How a Book started the world's first Modern Environmental Movement?
Silent Spring, published in 1962, galvanized a whole nation, started the environmental revolution and brought upon the ban of one of the most valuable chemical ever, DDT. Once nicknamed as a "miracle weapon" against insect-borne diseases, in the 1950's DDT was extensively promoted by the US government and industry for use as an agricultural and household pesticide.
In 1957, the U.S. Department of Agriculture (USDA) sprayed the northeastern forests with a mixture of DDT and oil to eradicate an insect pest – the gypsy moth. A month after spraying, residents on Long Island filed suit in federal court charging that the DDT was killing fish, birds, farm and garden crops. It was then that the Audubon Naturalist Society, a non-profit dedicated to conservation and education, actively opposed to such spraying programs, and recruited Carson to help make public the government's exact spraying practices and the related research. Carson began the four-year project of what would become Silent Spring by gathering examples of environmental damage attributed to DDT.
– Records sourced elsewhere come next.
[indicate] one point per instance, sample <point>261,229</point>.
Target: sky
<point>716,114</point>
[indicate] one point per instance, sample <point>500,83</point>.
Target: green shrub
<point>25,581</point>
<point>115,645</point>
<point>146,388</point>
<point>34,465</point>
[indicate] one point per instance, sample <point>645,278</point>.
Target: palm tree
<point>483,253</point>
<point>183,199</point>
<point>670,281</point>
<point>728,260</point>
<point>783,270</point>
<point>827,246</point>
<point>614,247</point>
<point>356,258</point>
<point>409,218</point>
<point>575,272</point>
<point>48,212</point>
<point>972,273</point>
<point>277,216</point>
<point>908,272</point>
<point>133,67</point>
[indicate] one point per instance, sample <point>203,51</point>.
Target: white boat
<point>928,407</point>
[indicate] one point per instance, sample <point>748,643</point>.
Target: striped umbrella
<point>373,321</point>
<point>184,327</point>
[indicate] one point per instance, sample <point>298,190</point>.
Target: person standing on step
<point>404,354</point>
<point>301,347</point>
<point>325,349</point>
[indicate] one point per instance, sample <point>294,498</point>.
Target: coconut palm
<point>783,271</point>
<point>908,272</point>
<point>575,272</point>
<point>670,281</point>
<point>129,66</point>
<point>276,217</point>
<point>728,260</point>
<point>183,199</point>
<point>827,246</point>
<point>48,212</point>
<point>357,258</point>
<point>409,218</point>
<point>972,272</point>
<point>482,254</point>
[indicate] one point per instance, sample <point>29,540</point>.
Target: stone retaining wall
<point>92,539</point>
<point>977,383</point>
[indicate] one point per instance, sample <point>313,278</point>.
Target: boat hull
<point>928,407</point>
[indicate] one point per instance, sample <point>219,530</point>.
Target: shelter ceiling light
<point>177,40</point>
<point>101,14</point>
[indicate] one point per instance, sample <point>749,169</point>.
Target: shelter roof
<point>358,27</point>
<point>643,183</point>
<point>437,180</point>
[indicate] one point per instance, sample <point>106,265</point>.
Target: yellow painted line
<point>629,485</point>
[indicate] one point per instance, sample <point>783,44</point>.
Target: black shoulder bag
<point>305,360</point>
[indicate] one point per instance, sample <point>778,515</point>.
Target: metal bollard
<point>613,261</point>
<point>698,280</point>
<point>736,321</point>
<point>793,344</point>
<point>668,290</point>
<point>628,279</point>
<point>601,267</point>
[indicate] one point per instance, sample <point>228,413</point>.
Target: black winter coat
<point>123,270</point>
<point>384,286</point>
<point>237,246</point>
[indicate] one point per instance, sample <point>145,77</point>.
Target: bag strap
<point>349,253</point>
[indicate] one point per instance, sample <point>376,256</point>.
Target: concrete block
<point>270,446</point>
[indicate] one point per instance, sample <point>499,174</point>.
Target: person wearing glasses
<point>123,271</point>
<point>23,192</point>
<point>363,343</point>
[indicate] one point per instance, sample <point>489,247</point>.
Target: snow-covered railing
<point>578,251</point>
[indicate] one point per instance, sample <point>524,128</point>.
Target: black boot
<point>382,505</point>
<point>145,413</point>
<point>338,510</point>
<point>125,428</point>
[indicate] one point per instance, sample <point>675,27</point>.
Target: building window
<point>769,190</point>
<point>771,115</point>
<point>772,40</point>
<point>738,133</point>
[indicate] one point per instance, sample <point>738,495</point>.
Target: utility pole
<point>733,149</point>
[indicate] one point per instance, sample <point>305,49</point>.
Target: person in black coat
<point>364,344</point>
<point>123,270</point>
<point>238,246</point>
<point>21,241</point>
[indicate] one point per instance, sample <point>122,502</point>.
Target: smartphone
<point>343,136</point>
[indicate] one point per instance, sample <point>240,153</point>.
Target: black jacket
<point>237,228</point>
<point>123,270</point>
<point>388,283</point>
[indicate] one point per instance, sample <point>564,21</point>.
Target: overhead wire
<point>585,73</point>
This groundbreaking book was published in 1962 and raised enough concern from her testimony before Congress to trigger the establishment of the US's Environmental Protection Agency (EPA).
As per a New York Times article, the deep-pocketed pesticide industry responded with an expensive negative P.R. campaign, which included circulating “The Desolate Year,” a parody of “A Fable for Tomorrow” that mocked its woeful tone.